Although the first and deepest well ever to be drilled in the Guyana-Suriname Basin on the Kaieteur Block failed to deliver commercial crude, upstream players on the acreage said the prospect yielded significant data.
Tanager-1 reached a total depth of 7,633 metres. Evaluation of LWD, wireline logging and sampling data confirmed 16 metres of net oil pay in high-quality sandstone reservoirs of Maastrichtian age.
Westmount Energy Ltd., a company that holds shares in two of the firms with stakes in the Kaieteur Block announced in May that Hess Corporation increased its stake in the block from 15% to 20%.
Norway-based Rystad Energy said this move by Hess is “a sign the US independent expects the ExxonMobil-operated license to yield more than last year’s uncommercial Tanager-1 oil discovery.”
Evaluation of the fluid samples from Tanager-1 had indicated heavier oil than is reported from the Liza Phase I producing field crude assays. The well results confirmed the continuance of a Cretaceous petroleum system and the Liza play fairway onto the Kaieteur Block, down dip from the prolific discoveries on the neighbouring ExxonMobil-operated Stabroek Block.

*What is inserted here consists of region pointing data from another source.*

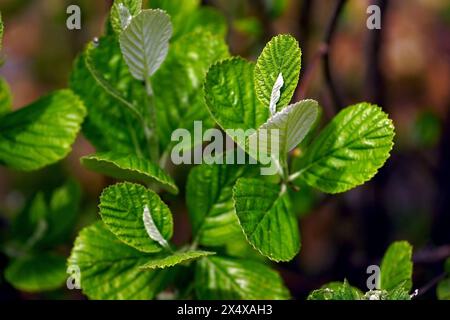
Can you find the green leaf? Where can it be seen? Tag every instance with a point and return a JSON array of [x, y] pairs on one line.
[[336, 291], [145, 42], [230, 95], [282, 55], [265, 215], [43, 223], [232, 279], [176, 8], [292, 124], [204, 19], [110, 269], [399, 293], [36, 273], [187, 16], [122, 207], [129, 167], [443, 289], [122, 11], [161, 262], [178, 107], [396, 267], [210, 203], [5, 97], [110, 126], [349, 151], [41, 133], [1, 31]]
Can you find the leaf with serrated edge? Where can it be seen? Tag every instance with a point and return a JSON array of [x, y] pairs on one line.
[[41, 133], [230, 95], [349, 151], [145, 42], [336, 291], [174, 259], [109, 125], [37, 272], [110, 269], [210, 202], [121, 208], [220, 278], [292, 124], [265, 215], [396, 267], [129, 167], [281, 55], [443, 289], [189, 58], [152, 229]]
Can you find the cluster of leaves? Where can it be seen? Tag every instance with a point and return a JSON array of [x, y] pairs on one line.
[[131, 74], [150, 74], [33, 137], [394, 283], [46, 223]]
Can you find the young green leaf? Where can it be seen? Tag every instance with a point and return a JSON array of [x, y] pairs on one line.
[[122, 11], [349, 151], [230, 95], [396, 267], [210, 203], [170, 260], [204, 19], [265, 215], [109, 125], [1, 31], [122, 207], [230, 279], [152, 229], [5, 97], [41, 133], [37, 272], [189, 58], [281, 56], [336, 291], [291, 125], [129, 167], [110, 269], [145, 42]]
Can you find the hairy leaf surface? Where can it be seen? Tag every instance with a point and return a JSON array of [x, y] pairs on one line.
[[210, 203], [41, 133], [170, 260], [265, 215], [281, 55], [110, 268], [230, 279], [129, 167], [350, 150], [122, 207]]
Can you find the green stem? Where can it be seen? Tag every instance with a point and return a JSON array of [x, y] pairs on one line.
[[150, 131]]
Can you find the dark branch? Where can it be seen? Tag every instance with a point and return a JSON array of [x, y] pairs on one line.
[[331, 29], [374, 78]]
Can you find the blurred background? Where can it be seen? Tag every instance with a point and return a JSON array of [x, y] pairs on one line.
[[404, 67]]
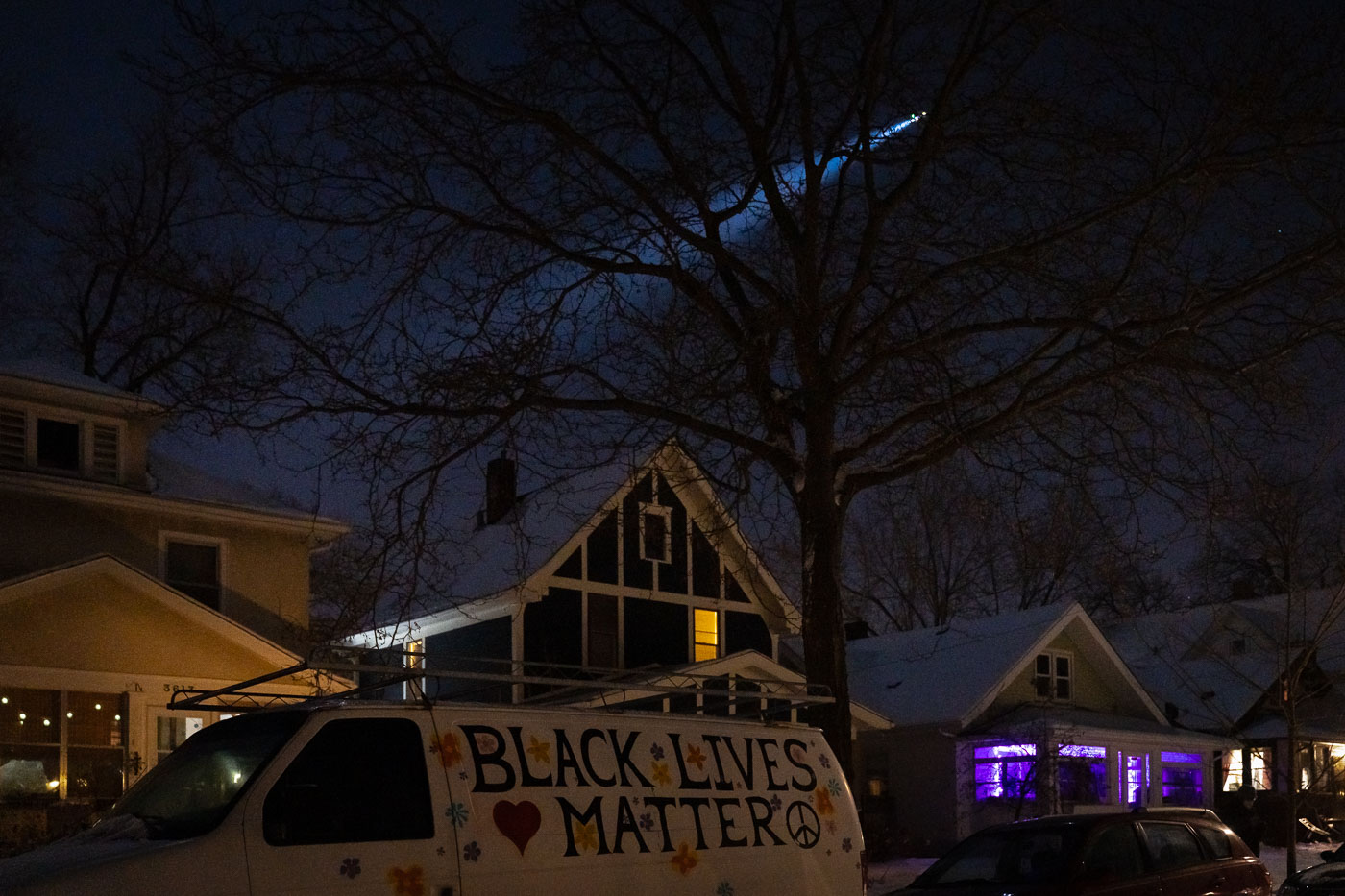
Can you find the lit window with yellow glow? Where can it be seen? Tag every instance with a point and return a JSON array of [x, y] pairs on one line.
[[706, 623]]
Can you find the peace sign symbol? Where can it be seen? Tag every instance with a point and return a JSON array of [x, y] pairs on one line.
[[803, 824]]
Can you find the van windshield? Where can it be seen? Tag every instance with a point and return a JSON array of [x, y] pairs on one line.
[[194, 787]]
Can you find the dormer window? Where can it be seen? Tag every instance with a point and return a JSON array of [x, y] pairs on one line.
[[192, 567], [1053, 675], [56, 444], [655, 533]]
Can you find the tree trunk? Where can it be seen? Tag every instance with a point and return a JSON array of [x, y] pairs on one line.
[[820, 521]]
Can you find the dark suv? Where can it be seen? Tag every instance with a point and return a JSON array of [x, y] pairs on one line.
[[1154, 853]]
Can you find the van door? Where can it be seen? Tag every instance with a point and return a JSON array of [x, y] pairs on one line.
[[350, 811]]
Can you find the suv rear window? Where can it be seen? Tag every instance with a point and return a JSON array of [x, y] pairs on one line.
[[1172, 845], [1216, 841]]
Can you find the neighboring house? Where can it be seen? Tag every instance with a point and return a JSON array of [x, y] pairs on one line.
[[124, 577], [624, 567], [1220, 667], [1008, 717]]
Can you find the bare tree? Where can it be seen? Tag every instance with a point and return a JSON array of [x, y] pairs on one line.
[[1274, 527], [957, 541], [844, 241], [15, 190], [145, 278], [923, 549]]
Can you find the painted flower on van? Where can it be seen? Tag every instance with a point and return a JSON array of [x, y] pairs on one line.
[[685, 859], [696, 757], [585, 835], [406, 882], [823, 801], [450, 754]]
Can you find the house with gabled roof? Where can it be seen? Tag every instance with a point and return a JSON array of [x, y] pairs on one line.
[[1008, 717], [1221, 667], [124, 576], [623, 567]]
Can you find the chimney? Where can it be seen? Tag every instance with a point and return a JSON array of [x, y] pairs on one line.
[[501, 489]]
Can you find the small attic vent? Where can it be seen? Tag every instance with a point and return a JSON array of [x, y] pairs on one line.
[[12, 437], [105, 453]]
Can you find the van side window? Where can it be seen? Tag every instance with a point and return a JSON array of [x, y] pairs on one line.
[[356, 781]]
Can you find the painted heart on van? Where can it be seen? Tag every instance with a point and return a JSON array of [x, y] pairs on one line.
[[518, 821]]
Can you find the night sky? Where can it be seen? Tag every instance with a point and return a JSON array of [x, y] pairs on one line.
[[64, 61]]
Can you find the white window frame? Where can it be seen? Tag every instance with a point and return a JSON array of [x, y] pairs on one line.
[[191, 539], [1053, 678], [31, 417], [649, 509], [719, 633], [84, 435]]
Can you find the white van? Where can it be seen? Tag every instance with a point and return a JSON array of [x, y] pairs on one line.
[[466, 799]]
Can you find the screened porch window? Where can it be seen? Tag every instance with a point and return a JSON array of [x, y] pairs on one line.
[[1254, 770]]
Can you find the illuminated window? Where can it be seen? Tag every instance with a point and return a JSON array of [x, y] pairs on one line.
[[414, 660], [1236, 774], [172, 731], [1052, 678], [1134, 781], [1082, 774], [192, 568], [1005, 771], [44, 731], [706, 623], [1184, 779], [655, 533]]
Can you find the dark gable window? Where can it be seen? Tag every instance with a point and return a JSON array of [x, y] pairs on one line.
[[655, 534], [58, 444], [192, 569]]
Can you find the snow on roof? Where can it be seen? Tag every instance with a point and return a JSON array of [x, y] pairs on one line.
[[177, 479], [50, 373], [1213, 662], [935, 675], [501, 556]]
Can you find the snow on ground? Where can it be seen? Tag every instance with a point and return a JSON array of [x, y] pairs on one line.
[[891, 876]]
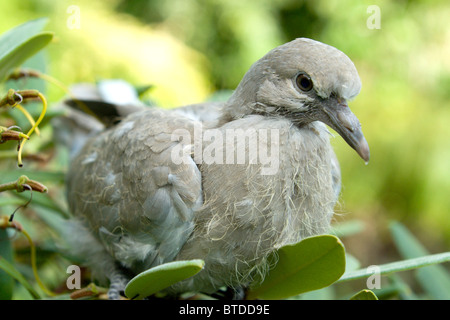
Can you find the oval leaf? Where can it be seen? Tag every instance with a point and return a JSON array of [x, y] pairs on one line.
[[364, 295], [311, 264], [161, 277]]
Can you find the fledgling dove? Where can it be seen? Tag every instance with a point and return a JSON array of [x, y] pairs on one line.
[[165, 185]]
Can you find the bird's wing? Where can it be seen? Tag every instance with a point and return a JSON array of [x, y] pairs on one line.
[[127, 188], [335, 174]]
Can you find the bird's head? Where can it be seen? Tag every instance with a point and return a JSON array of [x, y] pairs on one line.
[[305, 81]]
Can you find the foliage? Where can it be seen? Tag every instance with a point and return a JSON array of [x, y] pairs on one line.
[[406, 96]]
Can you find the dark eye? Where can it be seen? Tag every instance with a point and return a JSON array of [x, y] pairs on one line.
[[304, 82]]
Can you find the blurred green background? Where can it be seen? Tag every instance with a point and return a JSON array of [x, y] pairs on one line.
[[191, 49]]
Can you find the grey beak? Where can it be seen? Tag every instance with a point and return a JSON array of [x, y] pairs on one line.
[[341, 118]]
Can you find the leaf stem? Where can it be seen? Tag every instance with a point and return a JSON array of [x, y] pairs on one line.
[[398, 266]]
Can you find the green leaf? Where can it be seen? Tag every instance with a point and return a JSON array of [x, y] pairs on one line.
[[20, 43], [161, 277], [434, 279], [398, 266], [6, 282], [311, 264], [12, 271], [364, 295]]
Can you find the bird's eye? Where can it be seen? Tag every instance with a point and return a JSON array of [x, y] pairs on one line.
[[304, 82]]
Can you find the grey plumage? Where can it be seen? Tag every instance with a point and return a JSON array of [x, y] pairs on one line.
[[136, 208]]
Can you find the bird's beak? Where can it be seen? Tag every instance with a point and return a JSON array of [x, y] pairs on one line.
[[339, 117]]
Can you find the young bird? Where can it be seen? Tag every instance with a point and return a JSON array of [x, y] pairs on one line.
[[136, 207]]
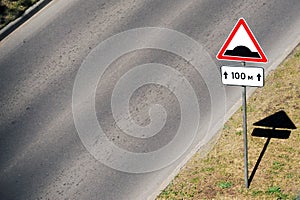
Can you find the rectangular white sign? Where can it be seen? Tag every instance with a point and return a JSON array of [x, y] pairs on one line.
[[243, 76]]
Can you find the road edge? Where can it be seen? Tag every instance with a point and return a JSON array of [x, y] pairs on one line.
[[12, 26], [205, 149]]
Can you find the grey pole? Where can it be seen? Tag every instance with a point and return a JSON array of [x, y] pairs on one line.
[[245, 134]]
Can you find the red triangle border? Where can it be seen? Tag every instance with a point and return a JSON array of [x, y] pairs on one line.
[[242, 22]]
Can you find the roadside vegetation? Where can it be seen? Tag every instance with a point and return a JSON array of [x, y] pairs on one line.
[[220, 175], [12, 9]]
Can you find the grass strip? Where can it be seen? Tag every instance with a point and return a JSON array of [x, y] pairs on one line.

“We will evaluate the data we have gained through additional tests and analysis and will continue exploration activities across our acreage offshore Guyana, including in the high-risk frontier areas such as the Kaieteur and Canje blocks,” Janelle Persaud, ExxonMobil Guyana Public and Government Affairs Advisor told OilNOW in November.
A substantial prospect inventory has already been mapped across the 5,750 km2 3D seismic survey, which was acquired in the southern part of the Kaieteur Block in 2017.